Let’s have a little chat about mom guilt.
Because my whole life right now is being a mom, I spend a lot of time thinking about what it means to be a mom, what it means to be a mom of little kids especially, what type of mom I am/want to be, how I can be a better mom, etc. And one of the thoughts that is always there in the background, gnawing at me, that I can never seem to escape, is the mom guilt. The worry that I’m too soft or too strict, that I’m not doing enough ________, that I do too much of ________, that I should be better at _________. That I’m just not good enough, and my children will be ill-equipped adults because of my deficiencies. You know how it is. (Or maybe you don’t?! In which case I sort of hate and love you at the same time. And how do you do it?!)
Some days the guilt and fear can be crippling. When I notice that Wyatt has a bloody cut and I have no idea where it came from, when I loose my temper with Porter for the second or third time that day and I have only myself to blame, when I feel like we’ve been busy all day but I have nothing to show for it and my house is a mess, when we have to order pizza for dinner because I didn’t do the grocery shopping, when I don’t even want to admit how many episodes of Paw Patrol we went through today, or when we’re late to everything and I forgot my debit card and wore two different shoes and didn’t pack enough extra diapers.
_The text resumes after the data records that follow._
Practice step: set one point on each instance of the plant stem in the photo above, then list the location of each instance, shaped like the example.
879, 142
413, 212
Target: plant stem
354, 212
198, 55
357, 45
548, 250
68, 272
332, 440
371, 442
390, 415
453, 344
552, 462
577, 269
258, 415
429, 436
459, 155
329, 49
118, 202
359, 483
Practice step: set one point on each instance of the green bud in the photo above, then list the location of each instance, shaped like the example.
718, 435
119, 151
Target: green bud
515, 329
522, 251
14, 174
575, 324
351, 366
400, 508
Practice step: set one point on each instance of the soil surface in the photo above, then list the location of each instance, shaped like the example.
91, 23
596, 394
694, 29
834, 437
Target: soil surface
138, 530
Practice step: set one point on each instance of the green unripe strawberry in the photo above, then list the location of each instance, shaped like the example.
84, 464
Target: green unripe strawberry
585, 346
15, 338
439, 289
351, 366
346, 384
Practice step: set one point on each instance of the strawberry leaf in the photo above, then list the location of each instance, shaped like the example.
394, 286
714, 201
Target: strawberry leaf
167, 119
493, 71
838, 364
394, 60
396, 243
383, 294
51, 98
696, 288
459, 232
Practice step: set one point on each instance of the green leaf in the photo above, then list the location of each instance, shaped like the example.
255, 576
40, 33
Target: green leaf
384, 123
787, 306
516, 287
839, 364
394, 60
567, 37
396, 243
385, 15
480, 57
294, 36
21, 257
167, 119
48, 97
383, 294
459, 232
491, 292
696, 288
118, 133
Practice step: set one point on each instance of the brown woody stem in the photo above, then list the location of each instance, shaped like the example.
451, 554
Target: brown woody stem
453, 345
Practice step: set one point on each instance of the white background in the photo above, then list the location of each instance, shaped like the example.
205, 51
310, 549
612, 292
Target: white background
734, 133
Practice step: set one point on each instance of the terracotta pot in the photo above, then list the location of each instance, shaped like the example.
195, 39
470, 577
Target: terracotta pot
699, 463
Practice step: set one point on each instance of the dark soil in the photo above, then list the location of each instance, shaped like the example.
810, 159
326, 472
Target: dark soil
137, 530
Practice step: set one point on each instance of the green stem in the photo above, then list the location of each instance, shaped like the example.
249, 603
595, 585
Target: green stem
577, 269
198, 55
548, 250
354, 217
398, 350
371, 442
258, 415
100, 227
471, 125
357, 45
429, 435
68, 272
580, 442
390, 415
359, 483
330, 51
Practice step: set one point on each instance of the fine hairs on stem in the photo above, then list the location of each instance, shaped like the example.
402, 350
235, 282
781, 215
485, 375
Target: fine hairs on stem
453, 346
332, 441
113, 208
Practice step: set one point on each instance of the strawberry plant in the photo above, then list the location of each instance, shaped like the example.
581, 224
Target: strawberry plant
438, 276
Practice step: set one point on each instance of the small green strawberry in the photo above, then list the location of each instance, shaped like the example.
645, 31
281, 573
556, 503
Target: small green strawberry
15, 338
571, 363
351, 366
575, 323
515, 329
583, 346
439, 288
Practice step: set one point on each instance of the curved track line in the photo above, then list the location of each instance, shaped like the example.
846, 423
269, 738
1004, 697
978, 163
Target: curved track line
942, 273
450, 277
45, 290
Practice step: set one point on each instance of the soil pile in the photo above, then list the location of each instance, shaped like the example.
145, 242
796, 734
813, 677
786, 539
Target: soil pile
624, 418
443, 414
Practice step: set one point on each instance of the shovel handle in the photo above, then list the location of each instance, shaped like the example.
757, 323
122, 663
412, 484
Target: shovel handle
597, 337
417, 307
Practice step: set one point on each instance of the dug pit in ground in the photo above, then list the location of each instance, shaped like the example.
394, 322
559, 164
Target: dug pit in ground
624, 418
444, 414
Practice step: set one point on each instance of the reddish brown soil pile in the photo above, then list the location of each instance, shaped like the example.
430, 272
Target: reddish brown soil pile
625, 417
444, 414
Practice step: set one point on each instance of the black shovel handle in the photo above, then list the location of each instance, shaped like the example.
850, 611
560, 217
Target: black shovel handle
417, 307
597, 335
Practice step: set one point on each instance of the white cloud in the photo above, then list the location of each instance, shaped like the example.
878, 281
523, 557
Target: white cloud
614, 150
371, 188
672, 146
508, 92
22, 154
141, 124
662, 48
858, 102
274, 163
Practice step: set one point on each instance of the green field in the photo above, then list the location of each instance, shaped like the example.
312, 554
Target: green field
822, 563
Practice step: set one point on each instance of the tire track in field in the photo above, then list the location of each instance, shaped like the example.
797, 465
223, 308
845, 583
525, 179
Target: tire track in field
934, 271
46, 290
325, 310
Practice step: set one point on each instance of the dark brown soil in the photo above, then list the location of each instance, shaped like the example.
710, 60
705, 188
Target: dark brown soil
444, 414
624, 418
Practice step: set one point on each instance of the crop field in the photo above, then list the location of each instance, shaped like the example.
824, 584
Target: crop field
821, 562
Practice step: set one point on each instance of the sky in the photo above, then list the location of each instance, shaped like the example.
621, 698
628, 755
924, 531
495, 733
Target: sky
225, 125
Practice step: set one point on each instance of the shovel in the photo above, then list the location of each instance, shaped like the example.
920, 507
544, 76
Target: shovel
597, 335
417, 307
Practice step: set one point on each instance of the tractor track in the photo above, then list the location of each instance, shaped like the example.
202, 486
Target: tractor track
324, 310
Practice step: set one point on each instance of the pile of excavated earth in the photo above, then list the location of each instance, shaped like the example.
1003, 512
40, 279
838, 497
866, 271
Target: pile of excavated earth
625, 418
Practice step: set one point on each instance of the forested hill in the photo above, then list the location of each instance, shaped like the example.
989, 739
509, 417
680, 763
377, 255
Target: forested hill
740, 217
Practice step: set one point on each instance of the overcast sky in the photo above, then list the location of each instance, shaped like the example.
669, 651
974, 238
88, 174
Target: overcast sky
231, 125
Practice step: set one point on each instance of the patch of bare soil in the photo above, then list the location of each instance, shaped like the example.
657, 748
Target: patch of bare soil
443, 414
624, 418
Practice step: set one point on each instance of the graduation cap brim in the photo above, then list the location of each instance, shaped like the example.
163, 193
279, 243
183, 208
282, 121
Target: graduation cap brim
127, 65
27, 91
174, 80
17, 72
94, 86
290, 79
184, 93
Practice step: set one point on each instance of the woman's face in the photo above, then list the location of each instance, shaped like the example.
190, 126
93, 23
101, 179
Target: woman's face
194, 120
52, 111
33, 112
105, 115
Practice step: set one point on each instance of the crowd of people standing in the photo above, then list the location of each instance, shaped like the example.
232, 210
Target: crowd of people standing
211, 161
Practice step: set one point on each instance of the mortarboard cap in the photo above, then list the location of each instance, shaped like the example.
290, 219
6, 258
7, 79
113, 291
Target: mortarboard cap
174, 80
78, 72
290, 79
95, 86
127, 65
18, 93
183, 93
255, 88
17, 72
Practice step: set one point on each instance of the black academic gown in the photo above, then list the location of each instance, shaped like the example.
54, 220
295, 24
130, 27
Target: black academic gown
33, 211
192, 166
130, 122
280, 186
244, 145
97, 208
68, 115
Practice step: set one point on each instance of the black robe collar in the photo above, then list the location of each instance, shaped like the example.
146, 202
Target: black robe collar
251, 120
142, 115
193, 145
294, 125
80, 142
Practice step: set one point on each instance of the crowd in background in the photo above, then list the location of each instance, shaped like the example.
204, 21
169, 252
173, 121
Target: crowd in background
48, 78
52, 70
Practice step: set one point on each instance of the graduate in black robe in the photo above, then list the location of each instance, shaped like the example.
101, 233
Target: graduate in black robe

Or when I feel overwhelmed at the weight of having to teach two sweet little boys how to be happy, healthy, faithful, and productive members of society when I’m not sure I even have it figured out. Some days the weight just becomes too much, and I’m afraid I’ll never get it right. Then the mom guilt swoops in and makes me feel like I’m lacking, like I’m not good enough, like I’m always coming up short and will never get ahead. Mom guilt makes me feel like I’m not good enough for our children.
One of the things I’m trying to do to combat my mom guilt is a super cheesy positive affirmation. I’ve even posted it on my mirror so I can see it every morning and evening, every time I escape to the bathroom for some coveted alone time. And it helps. It centers me and brings me back from the guilt.
I am not defined by my faults. I am so much more.
Life is not a bad day or a bad moment, its the accumulation of all our days, moments, and memories. Life is made up of the family dinners, the stories before bed, the tickle wars and bike rides, the camping trips in the mountains. Sure, there are also the bad times in there too, the hurts and the failures. But they do not define our life any more than a bad day defines our character.We are more than a bad day. I told you it was cheesy. But for me, for right now, it works. Its just what I need to remember when I’m feeling overwhelmed by the guilt.
What do you do to combat the mom guilt?